En tenant compte de moissons de maïs et de sorgho supérieures aux attentes mais avec des réductions dans le cas du blé, de l’orge et de l’avoine, les prévisions de production mondiale toutes céréales confondues (blé et céréales secondaires) en 2021/22 font 5 millions de tonnes de plus que le mois dernier, à 2.289 millions, une hausse de 3 % d’une année sur l’autre. Avec des stocks d’ouverture supérieurs aux estimations antérieures et une production revue à la hausse, et comme la consommation est inchangée d’un mois sur l’autre, les perspectives de stocks mondiaux à la fin de 2021/22 sont dopées de 10 millions de tonnes sur le mois dernier, principalement pour le maïs.

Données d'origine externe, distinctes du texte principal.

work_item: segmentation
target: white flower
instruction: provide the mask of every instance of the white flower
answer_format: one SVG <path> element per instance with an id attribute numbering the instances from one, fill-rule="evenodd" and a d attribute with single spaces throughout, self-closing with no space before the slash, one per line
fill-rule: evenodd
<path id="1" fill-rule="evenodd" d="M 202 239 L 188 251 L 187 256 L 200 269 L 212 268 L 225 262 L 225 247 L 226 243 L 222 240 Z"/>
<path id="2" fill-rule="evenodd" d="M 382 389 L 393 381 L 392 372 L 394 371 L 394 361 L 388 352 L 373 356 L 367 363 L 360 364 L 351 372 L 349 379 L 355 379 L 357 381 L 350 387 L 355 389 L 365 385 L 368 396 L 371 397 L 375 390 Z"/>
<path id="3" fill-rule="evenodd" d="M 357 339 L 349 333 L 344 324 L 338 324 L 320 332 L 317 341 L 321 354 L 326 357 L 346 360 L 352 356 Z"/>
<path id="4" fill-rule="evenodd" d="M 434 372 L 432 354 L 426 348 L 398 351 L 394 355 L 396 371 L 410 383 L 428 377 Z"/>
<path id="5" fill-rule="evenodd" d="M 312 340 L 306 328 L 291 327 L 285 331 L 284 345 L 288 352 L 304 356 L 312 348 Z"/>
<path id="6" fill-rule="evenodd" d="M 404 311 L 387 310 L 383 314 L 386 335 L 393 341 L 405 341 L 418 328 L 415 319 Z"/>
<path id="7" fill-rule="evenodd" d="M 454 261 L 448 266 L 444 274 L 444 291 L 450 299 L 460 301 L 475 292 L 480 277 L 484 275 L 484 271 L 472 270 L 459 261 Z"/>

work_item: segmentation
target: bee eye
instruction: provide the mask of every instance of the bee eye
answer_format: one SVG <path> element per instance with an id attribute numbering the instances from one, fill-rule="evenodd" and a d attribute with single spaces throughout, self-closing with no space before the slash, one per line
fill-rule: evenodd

Avec des expéditions majorées pour le blé, les prévisions de total des échanges mondiaux de céréales (juillet-juin) sont rehaussées de 2 millions de tonnes d’un mois sur l’autre, à 416 millions.

Il n’y a guère de changements marquants concernant les perspectives de l’offre et la demande de soja formulées par le Conseil pour 2021/22, les plus grosses moissons aux Etats-Unis et au Brésil permettant d’étayer une production record, jugée inchangée d’un mois sur l’autre à 380 millions de tonnes (+5 % d’une année sur l’autre), en raison d’ajustements qui s’annulent pour l’Argentine et les Etats-Unis. Les projections pour le total de l’utilisation et les échanges sont maintenues à de nouveaux pics.

Malgré une nouvelle augmentation de la demande chinoise à l’affouragement, la consommation mondiale de riz en 2020/21 est estimée faire 3 millions de tonnes de moins que le mois dernier pour traduire une diminution en Inde, en lien avec une révision des données historiques. En tenant compte d’un plus gros chiffre pour les inventaires d’ouverture, les prévisions de stocks sont relevées de 8 millions de tonnes d’un mois sur l’autre. Cela se répercute sur une projection accrue pour les réserves mondiales en 2021/22, majorées de 10 millions de tonnes d’un mois sur l’autre, à un pic de 182 millions (+3 millions d’une année sur l’autre). Les échanges mondiaux en 2022 devraient faire 1 million de tonnes de plus que le mois dernier, à 48 millions (+1 million).

Après des mouvements bifaces depuis le dernier GMR, l’Indice des céréales et des oléagineux du CIC (GOI) a affiché un modeste gain net.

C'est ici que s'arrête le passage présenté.